Whenever the subject of compliance comes up, the first thing that comes to mind is auditing. What does an audit consist of? Let us look at what auditing means and then concentrate on one small part of auditing in this article.
Auditing in the real world is used to ascertain the validity of the information. It is also used to provide an assessment of our systems internal control. So what does audit mean for the IT department? Well, it assures the stakeholders that all the information that we provide is valid.
What should we audit?
In the perfect world, we would audit everything. But unfortunately we live in an imperfect world, and what we can audit is security, software, and data. In this article we will be discussing one of the new techniques available for data auditing.
Data auditing techniques.
Data auditing is the process of doing a profile check and assessing the quality of data, to find how accurate it is. This can be achieved by keeping track of all the data changes.
Let us look at some of the different auditing techniques that are available for SQL Server very briefly and then concentrate on one of the techniques available in SQL Server 2008.
Solutions available in all versions of SQL Server.
Some of the common options we have for auditing data involve developing an in-house solution or relying on third party tools. We will look at couple of in-house solutions. One of the solutions is to use triggers, though this has its pros and cons:
Pros:
- Everyone knows how to write triggers (or they think they do).
- Supported in all versions of SQL Server.
- Triggers can be very flexible.
- Possible to catch all data changes.
Cons:
- Possibility of introducing bugs.
- Performance issues.
- Possible table structure changes.
- Cause sleepless nights.
The second in house solution is by means of stored procedures. All data changes should be done using stored procedures. These stored procedures could write the changes to audit table.

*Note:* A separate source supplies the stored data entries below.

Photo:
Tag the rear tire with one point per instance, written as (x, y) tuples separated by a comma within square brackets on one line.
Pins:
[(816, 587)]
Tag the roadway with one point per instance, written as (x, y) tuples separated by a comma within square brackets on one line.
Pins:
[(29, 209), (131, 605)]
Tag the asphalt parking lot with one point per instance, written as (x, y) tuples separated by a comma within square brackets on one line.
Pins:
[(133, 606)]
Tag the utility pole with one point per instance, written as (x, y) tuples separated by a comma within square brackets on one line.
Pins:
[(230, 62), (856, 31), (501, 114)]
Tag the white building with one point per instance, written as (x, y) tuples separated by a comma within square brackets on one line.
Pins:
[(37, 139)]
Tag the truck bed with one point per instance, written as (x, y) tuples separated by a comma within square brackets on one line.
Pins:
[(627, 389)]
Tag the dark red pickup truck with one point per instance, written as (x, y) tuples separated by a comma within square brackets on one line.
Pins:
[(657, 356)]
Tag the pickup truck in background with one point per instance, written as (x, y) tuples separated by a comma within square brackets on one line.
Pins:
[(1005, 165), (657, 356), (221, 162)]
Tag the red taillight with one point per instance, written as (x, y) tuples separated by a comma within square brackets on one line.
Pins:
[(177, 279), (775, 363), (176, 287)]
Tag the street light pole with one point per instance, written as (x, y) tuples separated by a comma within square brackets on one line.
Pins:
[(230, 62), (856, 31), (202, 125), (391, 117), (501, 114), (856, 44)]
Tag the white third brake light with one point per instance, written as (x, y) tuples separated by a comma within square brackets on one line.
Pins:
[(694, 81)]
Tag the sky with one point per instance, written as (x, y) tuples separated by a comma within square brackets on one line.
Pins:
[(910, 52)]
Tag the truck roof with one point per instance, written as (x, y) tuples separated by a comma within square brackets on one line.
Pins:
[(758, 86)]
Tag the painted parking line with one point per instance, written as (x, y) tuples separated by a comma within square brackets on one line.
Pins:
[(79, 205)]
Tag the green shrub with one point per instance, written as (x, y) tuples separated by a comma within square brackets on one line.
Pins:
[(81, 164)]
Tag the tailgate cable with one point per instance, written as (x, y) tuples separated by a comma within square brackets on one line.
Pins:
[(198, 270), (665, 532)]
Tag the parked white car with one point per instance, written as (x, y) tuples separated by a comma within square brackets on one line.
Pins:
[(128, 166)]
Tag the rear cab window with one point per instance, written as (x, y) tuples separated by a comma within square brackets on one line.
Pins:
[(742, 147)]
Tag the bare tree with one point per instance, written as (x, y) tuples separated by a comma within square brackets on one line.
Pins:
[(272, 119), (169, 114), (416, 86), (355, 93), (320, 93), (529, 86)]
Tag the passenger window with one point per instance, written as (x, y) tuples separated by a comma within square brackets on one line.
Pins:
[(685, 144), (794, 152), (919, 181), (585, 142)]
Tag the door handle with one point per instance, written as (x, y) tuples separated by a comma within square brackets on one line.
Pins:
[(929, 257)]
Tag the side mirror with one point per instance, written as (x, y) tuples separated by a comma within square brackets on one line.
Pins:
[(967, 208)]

Let us go through the pros and cons for this method.
Pros:
- Everyone knows how to write stored procedures.
- You can create your logic on how you want to handle every change.
- Supported in all versions of SQL Server.
Cons:
- Cannot track changes made outside of the stored procedures.
- Maintenance headache.
- Possible data structure changes.
- Possibility of introducing bugs.
- Could introduce performance issues
There were a couple of tools provided by Microsoft, before SQL Server 2008 was released, designed to help with data auditing. They are C2 Audit and SQL-Trace, and although they will show who changed the data, it is a hassle to find out the actual data that was changed.
Auditing with SQL Server 2008.
When auditing became one of the requirement for compliance, Microsoft decided to add some new techniques to SQL Server 2008 to help with this.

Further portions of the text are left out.